Re^3: How do I read from a compressed SQLite FTS4 database with DBD::SQLite?

Replies are listed 'Best First'.
Re^4: How do I read from a compressed SQLite FTS4 database with DBD::SQLite? by elef (Friar) on Nov 29, 2013 at 16:34 UTC
Thanks. I did have `sqlite_unicode => 1`, and the db worked with non-ASCII text if I didn't try to compress it. This seems to fix the problem: `sub compressor { my $in = shift; $in = encode ('utf8', $in); my $out; gzip \$in => \$out; return ($out); } sub uncompressor { my $in = shift; my $out; gunzip \$in => \$out; return (decode ('utf8', $out)); }` [download] I tested it with some real-life sample data and the compression isn't doing too well: the source data is a 9.4MB text file that compresses down to a 2.4MB zip file. When I imort it without compression, I get a 19.7MB db file. With compression, the db file is 17.0MB. That's a little smaller than the original but not enough to make it worth it. I was hoping for something in the 10MB range (~50% compression). I imagine it could be because each string is compressed separately so repeated strings or parts of strings can't be exploited during compression. Is this a lost battle? If not, I would be grateful for suggestions on a better algorithm.	[reply] [d/l] [select]

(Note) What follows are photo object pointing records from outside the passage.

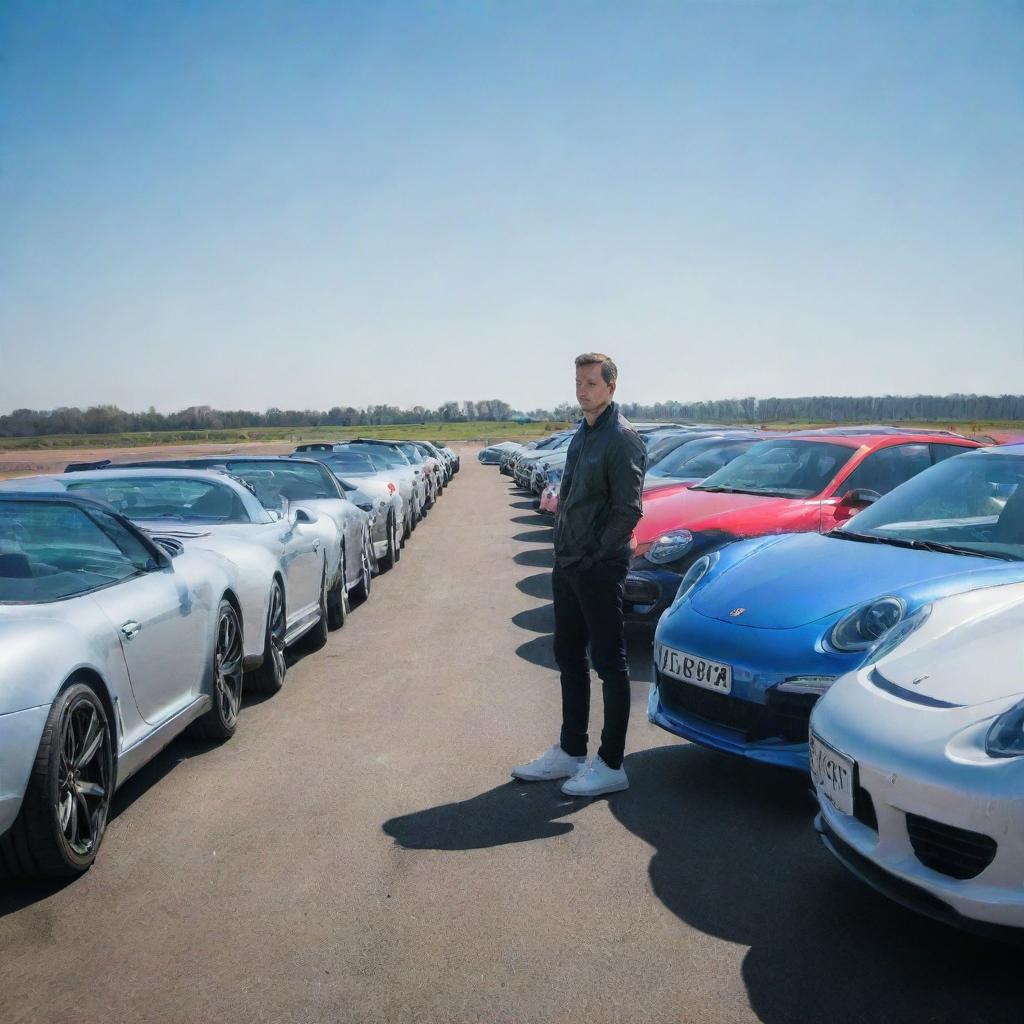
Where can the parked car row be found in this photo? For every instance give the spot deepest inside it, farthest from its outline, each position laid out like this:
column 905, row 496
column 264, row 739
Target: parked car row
column 140, row 599
column 850, row 603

Re^5: How do I read from a compressed SQLite FTS4 database with DBD::SQLite? by taint (Chaplain) on Nov 30, 2013 at 06:39 UTC
Greetings, elef Have you tried any of the other different forms of compression IO::Compress offers? My personal experiences when creating archives, seems to indicate the xz algorithm provides better results, more often than not. I notice IO::Compress also offers IO::Compress::Xz. Of course all the algorithm's have different results given the type of input data. But thought it worth mentioning. Best Wishes. --Chris #!/usr/bin/perl -Tw use Perl::Always or die; my $perl_version = (5.12.5); print $perl_version;	[reply]
Re^6: How do I read from a compressed SQLite FTS4 database with DBD::SQLite? by elef (Friar) on Nov 30, 2013 at 09:57 UTC
Thanks for the suggestion. I use ActivePerl on Widows and IO::Compress::Xz is not in PPM. I tried to install it from the cpan shell but running the script fails with `Can't locate auto/Compress/Raw/Lzma/autosplit.ix in @INC`. Maybe I will try to get the module installed in a linux VM and see how it performs. I do have IO::Compress::Zip so I tried that but the compressed db was much larger than the an uncompressed one with the same data... It's starting to look like I'm in a dead end. Again, I think the compression is failing this badly because each column in each record is compressed separately by the FTS engine and I have text here in small chunks (sentences). But I don't think it would be feasible to structure the db differently because of the way the data is used (you search for a term or phrase and the program shows you each sentence that it occurs in, along with its translation in a different language).	[reply] [d/l]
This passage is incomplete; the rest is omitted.